Treasury drops plan to cut allotments from parents

Israel Council for the Child reports Treasury drops objection to cutting child allotments for parents who refuse to immunize offspring.

Giving a vaccination injection shot 370 (R) (photo credit: Chaiwat Subprasom / Reuters)
Giving a vaccination injection shot 370 (R)
(photo credit: Chaiwat Subprasom / Reuters)
The Treasury has dropped its objection to cutting child allotments for parents who refuse to immunize their offspring against childhood diseases, the Israel Council for the Child reported in triumph on Monday.
The council strongly supports vaccinations but it has opposed – in three appeals to the High Court of Justice within four years – withholding allotments from families that oppose vaccinations for ideological or other reasons.
Council chairman Dr. Yitzhak Kadman said that it was “the wise men of the Treasury who in the 2009 Arrangements Law dreamed up the wrong idea of hurting children and child allotments as a punishment for parents who did not take their children for shots.”
Now, the Finance Ministry has changed its mind and cancelled the “harmful and unnecessary fine,” he said.

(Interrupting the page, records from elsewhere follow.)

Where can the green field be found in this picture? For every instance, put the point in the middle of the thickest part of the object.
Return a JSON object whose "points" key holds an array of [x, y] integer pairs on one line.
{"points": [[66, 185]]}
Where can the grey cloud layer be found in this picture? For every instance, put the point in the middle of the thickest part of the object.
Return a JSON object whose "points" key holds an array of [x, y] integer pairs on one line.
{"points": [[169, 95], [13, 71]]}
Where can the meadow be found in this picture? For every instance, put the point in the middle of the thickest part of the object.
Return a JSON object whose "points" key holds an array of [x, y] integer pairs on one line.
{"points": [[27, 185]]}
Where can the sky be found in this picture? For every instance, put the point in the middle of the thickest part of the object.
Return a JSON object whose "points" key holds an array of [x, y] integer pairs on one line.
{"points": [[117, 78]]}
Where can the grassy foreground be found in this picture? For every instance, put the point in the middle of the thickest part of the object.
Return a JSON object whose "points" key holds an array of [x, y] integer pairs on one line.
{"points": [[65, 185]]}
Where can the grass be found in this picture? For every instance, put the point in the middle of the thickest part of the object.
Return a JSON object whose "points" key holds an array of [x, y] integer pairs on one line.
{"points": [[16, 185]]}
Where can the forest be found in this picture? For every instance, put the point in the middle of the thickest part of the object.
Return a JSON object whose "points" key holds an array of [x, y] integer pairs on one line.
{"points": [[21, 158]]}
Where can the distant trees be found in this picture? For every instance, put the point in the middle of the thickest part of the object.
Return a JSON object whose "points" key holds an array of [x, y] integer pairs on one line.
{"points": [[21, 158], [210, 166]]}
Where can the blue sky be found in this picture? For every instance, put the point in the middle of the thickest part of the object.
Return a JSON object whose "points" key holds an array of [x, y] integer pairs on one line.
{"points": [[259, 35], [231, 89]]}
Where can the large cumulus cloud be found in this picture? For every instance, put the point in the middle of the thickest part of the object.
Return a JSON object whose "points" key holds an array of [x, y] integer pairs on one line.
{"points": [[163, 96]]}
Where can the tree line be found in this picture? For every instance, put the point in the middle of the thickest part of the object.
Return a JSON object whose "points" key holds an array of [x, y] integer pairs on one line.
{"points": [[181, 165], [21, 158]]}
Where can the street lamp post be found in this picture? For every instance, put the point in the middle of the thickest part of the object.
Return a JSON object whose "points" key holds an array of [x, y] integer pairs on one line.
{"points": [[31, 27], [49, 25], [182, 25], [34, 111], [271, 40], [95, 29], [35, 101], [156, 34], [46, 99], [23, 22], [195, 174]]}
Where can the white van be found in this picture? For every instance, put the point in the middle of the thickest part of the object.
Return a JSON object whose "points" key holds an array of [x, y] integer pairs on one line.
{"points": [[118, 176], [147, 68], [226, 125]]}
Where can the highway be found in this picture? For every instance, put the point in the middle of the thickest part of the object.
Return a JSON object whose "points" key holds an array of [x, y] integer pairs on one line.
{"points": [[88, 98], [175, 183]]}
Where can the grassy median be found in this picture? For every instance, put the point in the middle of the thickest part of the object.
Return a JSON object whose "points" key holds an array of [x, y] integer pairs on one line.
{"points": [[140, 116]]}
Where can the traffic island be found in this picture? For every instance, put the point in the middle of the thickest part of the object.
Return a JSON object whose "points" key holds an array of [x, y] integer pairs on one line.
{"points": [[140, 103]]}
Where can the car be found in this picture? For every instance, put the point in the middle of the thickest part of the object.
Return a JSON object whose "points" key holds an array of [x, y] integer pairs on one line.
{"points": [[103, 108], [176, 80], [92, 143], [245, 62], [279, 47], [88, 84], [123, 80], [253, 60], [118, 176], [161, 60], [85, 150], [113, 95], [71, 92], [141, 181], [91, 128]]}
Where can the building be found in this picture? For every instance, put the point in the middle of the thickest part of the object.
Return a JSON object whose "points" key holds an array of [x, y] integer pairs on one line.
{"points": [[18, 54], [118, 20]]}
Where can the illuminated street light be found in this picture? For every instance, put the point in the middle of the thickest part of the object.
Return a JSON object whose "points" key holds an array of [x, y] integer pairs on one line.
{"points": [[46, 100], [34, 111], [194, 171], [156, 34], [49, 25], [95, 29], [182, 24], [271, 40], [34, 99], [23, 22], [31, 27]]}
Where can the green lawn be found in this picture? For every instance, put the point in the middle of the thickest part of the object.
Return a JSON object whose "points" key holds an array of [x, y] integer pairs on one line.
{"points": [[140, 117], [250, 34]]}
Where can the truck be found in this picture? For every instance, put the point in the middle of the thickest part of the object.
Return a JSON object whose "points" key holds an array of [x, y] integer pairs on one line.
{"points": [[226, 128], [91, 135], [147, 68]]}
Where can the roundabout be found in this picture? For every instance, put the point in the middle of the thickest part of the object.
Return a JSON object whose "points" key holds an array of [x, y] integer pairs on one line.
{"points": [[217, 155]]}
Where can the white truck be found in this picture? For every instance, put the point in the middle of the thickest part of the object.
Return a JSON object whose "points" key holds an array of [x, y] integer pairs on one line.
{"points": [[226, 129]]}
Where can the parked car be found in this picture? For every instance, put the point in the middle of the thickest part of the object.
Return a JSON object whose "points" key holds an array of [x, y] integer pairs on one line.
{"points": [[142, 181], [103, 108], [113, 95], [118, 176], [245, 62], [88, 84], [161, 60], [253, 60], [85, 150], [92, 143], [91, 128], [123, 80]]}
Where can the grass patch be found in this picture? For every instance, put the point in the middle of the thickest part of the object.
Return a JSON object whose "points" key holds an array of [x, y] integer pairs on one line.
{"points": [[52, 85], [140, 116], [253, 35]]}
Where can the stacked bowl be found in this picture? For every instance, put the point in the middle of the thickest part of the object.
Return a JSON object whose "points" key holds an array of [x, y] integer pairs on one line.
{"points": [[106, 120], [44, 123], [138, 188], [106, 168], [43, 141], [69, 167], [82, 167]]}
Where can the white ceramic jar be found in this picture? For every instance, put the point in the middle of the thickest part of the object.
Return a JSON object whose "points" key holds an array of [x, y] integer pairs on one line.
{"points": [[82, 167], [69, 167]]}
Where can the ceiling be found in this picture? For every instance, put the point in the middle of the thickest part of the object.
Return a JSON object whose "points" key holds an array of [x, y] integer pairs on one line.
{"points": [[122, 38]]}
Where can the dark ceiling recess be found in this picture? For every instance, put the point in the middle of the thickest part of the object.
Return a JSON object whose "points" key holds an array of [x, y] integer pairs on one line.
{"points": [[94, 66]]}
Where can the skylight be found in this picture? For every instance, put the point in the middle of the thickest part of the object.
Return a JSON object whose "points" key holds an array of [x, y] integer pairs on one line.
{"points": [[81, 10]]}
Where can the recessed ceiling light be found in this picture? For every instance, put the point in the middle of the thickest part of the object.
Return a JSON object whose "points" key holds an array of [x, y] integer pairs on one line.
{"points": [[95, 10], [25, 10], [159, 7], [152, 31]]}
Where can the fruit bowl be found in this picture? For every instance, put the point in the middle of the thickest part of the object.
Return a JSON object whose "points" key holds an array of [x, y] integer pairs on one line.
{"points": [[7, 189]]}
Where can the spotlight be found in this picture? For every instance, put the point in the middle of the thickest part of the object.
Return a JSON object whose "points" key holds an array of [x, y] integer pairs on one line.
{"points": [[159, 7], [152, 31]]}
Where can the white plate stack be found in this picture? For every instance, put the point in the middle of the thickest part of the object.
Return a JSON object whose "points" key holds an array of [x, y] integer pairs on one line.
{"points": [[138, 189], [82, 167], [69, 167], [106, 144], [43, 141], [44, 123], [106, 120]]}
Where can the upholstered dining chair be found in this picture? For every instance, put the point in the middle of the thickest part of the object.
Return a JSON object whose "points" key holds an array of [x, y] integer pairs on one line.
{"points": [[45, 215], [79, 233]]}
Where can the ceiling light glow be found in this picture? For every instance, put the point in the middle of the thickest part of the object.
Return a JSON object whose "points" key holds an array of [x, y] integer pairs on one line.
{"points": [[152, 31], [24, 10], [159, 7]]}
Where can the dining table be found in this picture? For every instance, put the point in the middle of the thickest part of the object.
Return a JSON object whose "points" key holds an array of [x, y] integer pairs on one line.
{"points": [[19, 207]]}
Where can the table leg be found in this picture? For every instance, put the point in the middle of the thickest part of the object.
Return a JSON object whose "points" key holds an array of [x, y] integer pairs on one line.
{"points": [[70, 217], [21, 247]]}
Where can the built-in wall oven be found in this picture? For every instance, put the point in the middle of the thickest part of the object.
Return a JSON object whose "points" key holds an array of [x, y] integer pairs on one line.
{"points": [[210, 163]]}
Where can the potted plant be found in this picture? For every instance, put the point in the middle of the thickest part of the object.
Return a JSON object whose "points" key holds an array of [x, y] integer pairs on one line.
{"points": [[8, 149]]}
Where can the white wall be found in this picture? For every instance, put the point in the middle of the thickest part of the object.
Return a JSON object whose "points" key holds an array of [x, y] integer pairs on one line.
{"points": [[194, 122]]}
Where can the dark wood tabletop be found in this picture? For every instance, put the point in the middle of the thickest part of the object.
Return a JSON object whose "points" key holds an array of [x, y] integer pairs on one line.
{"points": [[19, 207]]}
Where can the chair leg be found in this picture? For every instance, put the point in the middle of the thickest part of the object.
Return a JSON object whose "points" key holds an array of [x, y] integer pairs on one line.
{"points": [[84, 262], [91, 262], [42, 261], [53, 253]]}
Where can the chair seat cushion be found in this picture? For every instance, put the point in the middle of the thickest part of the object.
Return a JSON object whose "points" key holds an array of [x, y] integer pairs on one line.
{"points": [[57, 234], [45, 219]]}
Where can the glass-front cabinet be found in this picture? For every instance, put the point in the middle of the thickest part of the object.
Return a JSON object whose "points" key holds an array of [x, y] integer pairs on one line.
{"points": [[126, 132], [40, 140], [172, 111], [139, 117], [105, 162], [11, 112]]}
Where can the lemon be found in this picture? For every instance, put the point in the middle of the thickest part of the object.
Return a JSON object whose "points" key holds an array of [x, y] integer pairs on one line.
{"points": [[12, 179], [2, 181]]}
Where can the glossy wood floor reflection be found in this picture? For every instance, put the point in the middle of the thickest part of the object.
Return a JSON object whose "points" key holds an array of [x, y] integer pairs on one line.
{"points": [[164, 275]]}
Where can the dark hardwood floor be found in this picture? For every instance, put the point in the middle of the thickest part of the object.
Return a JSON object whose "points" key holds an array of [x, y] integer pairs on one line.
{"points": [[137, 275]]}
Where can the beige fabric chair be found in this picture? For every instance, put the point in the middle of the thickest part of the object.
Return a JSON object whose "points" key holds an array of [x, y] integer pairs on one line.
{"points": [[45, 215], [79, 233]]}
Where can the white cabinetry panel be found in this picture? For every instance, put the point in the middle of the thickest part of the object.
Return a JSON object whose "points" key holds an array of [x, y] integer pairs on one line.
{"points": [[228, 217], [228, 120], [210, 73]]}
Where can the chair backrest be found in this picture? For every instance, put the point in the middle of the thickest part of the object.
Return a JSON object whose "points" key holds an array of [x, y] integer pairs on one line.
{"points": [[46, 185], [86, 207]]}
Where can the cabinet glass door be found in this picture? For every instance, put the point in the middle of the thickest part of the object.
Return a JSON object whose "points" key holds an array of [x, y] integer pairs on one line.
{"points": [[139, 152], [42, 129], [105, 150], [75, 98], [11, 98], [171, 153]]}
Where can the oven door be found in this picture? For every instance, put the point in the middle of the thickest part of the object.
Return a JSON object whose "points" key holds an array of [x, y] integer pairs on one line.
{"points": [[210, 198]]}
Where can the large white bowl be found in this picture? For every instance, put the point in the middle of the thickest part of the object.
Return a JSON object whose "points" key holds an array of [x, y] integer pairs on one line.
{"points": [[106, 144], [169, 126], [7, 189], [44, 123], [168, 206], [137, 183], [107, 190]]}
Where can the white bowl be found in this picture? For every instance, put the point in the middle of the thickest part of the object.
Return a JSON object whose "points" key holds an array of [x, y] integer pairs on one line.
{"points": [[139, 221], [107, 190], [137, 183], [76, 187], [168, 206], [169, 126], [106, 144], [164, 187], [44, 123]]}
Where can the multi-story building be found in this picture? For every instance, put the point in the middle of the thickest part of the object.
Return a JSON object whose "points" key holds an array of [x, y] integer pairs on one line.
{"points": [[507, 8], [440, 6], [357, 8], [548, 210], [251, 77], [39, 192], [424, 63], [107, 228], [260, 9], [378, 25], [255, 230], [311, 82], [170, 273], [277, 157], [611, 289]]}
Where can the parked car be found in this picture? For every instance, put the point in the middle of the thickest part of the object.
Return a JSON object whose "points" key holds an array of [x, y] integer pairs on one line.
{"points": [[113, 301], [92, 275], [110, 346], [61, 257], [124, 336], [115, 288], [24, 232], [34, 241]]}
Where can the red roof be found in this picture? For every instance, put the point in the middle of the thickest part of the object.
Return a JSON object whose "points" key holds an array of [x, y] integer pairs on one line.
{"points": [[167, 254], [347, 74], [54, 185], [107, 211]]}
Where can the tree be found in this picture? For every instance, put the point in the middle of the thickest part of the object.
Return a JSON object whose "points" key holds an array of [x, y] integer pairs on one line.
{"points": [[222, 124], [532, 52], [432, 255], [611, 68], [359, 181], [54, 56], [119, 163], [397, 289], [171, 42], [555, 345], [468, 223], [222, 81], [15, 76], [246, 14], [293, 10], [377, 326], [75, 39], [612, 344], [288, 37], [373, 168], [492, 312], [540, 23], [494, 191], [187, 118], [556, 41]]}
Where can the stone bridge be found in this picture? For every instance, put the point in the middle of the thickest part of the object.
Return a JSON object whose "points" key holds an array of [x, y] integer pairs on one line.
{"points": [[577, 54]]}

“It’s a shame,” he continued, “that only now has the Treasury decided to forgo its idea and to get its satisfaction in another, much more cruel way by cutting child allotments in a drastic way. The council supports vaccination as an effective and proven method for preventing disease and mortality and strengthening children’s health, but it’s better to advance vaccination rates – which in any case in Israel are among the highest in the world – through information and education and making the immunization service more accessible to all sectors, instead of futile plans to punish children and families by hitting them in their pockets.”
Kadman concluded that he hopes that all the money the Treasury meant to invest in mechanisms for the Health Ministry to report to the National Insurance Institute and back again will be invested in open educational campaigns for parents and making Tipat Halav wellbaby centers more accessible to all parts of the population.